The snow was falling softly and steadily, falling, as it never falls in England, in little more than fine powder, with a temperature forty degrees below freezing-point. A drift—constant, restless, never altering—sped over the level plain like the dust on a high-road before a steady wind. This white scud—a flying scud of frozen water—was singularly like the scud that is blown from the crest of the waves by a cyclone in the China Seas. Any object that broke the wind—a stunted pine, a broken tree-trunk, a Government road-post—had at its leeward side a high, narrow snow-drift tailing off to the dead level of the plain. Where the wind dropped the snow rose at once. But these objects were few and far between. The deadly monotony of the scene—the trackless level, the preposterous dimensions of the plain, the sense of distance that is conveyed only by the steppe and the great desert of Gobi when the snow lies on it—all these tell the same grim truth to all who look on them: the old truth that man is but a small thing and his life but as the flower of the grass.

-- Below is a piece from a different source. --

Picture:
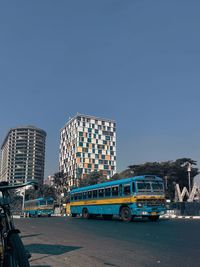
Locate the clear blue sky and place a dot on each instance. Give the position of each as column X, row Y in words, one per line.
column 137, row 62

Across the plain of Tver, before the north wind, a single sleigh was tearing as fast as horse could lay hoof to ground—a sleigh driven by Paul Howard Alexis, and the track of it was as a line drawn from point to point across a map.
A striking feature of the winter of Northern Russia is the glorious uncertainty of its snowfalls. At Tver the weather-wise had said:
“The snow has not all fallen yet. More is coming. It is yellow in the sky, although March is nearly gone.”
The landlord of the hotel (a good enough resting-place facing the broad Volga) had urged upon M. le Prince the advisability of waiting, as is the way of landlords all the world over. But Etta had shown a strange restlessness, a petulant desire to hurry forward at all risks. She hated Tver; the hotel was uncomfortable, there was an unhealthy smell about the place.